Is it true that if you play the lotto with the last drawing’s winning numbers, your odds aren’t actually any worse? If so how?

1.24K viewsMathematicsOther

So a co-worker was talking about someone’s stupid plan to always play the previous winning lotto numbers. I chimed in that I was pretty sure that didn’t actually hurt their odds. They thought I was crazy, pointing out that probably no lottery ever rolled the same five-six winning numbers twice in a row.

I seem to remember that I am correct, any sequence of numbers has the same odds. But I was totally unable to articulate how that could be. Can someone help me out? It does really seem like the person using this method would be at a serious disadvantage.

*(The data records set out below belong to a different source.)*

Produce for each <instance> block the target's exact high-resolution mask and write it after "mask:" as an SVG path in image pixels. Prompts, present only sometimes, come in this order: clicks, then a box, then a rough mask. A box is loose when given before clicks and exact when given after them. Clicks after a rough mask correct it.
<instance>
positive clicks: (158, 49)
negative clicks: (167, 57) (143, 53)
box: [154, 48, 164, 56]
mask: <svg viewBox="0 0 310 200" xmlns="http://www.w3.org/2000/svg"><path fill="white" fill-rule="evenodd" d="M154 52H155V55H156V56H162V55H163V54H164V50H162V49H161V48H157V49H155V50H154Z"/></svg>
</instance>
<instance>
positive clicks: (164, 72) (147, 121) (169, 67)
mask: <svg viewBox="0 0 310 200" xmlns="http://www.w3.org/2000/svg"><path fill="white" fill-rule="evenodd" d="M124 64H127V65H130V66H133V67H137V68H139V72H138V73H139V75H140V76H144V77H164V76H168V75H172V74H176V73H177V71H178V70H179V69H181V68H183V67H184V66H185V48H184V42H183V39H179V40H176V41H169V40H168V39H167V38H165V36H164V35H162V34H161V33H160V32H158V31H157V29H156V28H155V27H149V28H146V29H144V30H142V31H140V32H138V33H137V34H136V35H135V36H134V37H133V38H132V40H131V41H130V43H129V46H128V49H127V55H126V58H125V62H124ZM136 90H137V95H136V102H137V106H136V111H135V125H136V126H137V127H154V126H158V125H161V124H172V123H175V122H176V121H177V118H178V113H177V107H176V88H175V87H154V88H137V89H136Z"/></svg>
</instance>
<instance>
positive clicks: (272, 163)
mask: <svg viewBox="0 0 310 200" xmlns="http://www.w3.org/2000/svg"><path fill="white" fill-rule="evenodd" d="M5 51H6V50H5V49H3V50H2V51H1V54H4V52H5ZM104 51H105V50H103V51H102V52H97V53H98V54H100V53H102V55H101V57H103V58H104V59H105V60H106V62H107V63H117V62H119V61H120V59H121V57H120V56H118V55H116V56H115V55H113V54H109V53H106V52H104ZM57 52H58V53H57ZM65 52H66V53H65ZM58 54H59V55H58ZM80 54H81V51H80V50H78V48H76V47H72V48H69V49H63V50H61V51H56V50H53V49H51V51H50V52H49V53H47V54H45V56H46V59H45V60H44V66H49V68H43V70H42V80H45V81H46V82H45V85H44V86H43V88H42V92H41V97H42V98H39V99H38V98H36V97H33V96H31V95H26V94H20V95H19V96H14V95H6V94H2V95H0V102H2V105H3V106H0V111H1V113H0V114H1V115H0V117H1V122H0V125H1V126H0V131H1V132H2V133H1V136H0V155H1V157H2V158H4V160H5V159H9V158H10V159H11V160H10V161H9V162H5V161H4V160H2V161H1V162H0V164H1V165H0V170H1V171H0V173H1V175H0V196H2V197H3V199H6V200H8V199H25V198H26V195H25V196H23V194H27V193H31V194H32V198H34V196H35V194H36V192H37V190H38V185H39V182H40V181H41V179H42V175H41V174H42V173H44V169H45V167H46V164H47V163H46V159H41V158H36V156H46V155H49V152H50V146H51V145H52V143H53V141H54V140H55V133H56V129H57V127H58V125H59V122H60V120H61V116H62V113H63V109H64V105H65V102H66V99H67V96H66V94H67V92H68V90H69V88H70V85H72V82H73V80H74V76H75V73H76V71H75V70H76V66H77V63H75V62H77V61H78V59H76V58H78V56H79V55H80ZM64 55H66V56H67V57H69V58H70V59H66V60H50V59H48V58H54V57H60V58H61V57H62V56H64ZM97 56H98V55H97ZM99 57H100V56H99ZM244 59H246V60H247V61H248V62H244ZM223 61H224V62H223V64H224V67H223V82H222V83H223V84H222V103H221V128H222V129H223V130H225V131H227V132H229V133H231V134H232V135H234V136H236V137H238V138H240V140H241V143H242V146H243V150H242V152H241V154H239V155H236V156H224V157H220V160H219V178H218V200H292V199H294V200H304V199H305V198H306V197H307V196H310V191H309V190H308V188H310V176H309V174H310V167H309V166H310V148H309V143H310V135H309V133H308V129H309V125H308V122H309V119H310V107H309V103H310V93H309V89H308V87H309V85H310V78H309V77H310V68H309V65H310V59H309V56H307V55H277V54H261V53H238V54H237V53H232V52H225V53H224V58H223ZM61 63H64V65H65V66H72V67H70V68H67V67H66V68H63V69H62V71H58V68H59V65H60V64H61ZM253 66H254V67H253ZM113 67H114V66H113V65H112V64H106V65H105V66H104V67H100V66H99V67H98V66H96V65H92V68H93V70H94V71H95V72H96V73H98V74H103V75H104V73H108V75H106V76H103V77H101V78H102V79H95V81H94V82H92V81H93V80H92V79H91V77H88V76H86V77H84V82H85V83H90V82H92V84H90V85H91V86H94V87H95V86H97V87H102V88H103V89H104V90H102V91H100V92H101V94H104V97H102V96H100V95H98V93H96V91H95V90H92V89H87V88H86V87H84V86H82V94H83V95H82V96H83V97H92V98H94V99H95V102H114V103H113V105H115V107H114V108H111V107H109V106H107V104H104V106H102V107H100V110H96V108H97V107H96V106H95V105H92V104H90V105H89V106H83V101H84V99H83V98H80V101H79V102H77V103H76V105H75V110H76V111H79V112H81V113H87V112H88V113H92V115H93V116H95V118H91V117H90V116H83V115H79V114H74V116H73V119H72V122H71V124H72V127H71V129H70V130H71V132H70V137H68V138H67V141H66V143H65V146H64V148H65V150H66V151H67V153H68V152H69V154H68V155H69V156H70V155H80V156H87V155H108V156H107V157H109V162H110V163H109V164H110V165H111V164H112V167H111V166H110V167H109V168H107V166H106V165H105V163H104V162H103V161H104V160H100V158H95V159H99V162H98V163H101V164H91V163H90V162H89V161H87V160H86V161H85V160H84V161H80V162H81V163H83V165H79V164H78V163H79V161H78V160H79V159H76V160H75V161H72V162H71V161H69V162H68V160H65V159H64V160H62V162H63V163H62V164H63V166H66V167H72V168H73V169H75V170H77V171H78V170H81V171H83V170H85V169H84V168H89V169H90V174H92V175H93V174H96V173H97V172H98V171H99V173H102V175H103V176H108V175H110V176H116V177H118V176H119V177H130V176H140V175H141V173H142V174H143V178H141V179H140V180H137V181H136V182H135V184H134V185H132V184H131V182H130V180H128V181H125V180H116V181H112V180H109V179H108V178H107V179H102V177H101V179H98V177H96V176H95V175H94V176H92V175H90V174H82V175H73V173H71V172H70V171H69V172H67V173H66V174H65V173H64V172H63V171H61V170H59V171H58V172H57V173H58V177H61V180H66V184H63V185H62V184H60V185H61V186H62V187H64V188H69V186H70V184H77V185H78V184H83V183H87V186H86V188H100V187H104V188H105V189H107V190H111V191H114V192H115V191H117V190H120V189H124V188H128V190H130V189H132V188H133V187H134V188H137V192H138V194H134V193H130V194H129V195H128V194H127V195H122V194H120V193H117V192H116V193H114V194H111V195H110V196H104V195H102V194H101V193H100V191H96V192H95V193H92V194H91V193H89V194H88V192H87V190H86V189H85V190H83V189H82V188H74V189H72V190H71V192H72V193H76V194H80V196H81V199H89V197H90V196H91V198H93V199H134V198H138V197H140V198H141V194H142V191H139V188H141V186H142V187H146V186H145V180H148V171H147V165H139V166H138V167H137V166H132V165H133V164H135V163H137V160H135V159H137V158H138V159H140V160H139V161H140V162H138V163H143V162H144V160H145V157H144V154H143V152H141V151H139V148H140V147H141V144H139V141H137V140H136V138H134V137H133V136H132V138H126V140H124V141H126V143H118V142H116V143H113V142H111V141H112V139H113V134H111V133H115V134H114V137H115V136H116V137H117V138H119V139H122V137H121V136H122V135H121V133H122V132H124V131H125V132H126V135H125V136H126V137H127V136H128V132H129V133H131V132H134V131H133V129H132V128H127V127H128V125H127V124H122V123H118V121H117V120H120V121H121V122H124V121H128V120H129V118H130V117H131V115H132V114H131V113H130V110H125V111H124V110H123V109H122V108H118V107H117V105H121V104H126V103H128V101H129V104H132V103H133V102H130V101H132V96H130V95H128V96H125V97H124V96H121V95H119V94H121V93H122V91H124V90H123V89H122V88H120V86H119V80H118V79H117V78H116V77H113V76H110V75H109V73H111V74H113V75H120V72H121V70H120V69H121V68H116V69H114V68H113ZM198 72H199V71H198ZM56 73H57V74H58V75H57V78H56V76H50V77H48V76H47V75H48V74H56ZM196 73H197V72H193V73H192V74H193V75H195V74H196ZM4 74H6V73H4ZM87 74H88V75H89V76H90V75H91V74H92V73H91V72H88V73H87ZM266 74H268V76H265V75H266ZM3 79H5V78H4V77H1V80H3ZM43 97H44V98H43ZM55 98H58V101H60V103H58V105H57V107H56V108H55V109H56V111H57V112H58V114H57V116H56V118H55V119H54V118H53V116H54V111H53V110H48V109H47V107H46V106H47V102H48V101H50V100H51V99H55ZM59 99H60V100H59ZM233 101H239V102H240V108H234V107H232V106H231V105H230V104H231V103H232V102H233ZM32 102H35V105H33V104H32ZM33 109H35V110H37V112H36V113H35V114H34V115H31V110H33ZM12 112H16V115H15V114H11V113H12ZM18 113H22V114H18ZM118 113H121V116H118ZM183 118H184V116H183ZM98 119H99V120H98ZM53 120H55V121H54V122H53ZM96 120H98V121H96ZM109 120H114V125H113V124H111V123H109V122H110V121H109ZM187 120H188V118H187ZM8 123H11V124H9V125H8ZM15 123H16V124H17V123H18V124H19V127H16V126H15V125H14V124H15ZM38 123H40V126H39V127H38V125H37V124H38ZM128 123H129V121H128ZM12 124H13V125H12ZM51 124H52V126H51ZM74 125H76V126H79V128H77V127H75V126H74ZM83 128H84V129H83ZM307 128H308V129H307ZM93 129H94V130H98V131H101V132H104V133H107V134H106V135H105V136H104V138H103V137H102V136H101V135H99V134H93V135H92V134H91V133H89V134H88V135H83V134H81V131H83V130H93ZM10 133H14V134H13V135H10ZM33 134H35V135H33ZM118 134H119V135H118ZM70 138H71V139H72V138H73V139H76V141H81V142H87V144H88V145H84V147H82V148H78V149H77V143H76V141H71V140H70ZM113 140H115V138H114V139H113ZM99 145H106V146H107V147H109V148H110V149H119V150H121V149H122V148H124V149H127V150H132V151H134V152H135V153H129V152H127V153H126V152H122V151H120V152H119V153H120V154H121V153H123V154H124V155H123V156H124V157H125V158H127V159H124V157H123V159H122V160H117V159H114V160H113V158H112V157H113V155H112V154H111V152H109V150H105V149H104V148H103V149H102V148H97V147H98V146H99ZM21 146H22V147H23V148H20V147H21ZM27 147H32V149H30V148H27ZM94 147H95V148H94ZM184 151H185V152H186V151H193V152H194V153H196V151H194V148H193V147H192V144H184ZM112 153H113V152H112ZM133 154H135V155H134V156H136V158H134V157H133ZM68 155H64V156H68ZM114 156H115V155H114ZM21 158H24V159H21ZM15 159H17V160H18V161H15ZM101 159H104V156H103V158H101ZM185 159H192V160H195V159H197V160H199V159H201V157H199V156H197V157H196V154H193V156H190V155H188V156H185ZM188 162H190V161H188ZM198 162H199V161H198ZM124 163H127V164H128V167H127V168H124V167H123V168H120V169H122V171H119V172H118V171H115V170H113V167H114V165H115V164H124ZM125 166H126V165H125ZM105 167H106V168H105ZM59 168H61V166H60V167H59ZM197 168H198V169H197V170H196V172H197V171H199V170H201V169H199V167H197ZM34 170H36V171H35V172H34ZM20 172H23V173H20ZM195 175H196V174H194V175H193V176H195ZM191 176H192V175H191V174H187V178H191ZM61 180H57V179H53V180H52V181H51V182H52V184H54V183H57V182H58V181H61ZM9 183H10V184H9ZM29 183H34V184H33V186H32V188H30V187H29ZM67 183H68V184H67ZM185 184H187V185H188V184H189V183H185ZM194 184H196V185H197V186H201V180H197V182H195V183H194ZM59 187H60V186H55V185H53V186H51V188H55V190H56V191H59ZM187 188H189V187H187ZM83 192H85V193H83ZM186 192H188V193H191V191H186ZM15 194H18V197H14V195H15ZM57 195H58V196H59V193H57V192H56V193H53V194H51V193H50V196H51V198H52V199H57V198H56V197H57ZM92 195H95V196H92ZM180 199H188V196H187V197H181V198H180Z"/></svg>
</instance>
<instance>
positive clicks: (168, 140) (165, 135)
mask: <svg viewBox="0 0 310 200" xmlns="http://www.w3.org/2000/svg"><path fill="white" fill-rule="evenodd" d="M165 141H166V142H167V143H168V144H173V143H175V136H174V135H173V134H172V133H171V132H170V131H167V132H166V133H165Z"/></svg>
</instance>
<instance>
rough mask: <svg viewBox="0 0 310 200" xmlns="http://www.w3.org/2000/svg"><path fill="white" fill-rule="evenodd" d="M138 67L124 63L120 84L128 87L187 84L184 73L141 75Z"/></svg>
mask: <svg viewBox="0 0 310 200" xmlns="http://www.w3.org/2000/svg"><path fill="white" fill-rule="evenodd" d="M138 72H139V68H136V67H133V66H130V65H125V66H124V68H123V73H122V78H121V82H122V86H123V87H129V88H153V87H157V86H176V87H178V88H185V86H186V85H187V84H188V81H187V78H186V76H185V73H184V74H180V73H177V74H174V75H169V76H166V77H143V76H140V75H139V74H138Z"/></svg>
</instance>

Edit: I get it, and I’m not gonna think about balls anymore today.

In: Mathematics

37 Answers

Anonymous 0 Comments

Exactly. People confuse “what are the chances of the lottery numbers being the same twice” with “given a winning set of numbers, what are the chances the next draw will be the same.”

One way that helped me explain it, is let’s say I asked what the odds are of the winning numbers being 1,4,18,19,23,28,29? Is that arrangement more likely than any other? The answer should be no, but those numbers are literally the last winning numbers for lotto max. I used a lottery to develop the question, and it didn’t affect the probability. Sometimes new information changes a probability, sometimes it doesn’t. In this case it doesn’t.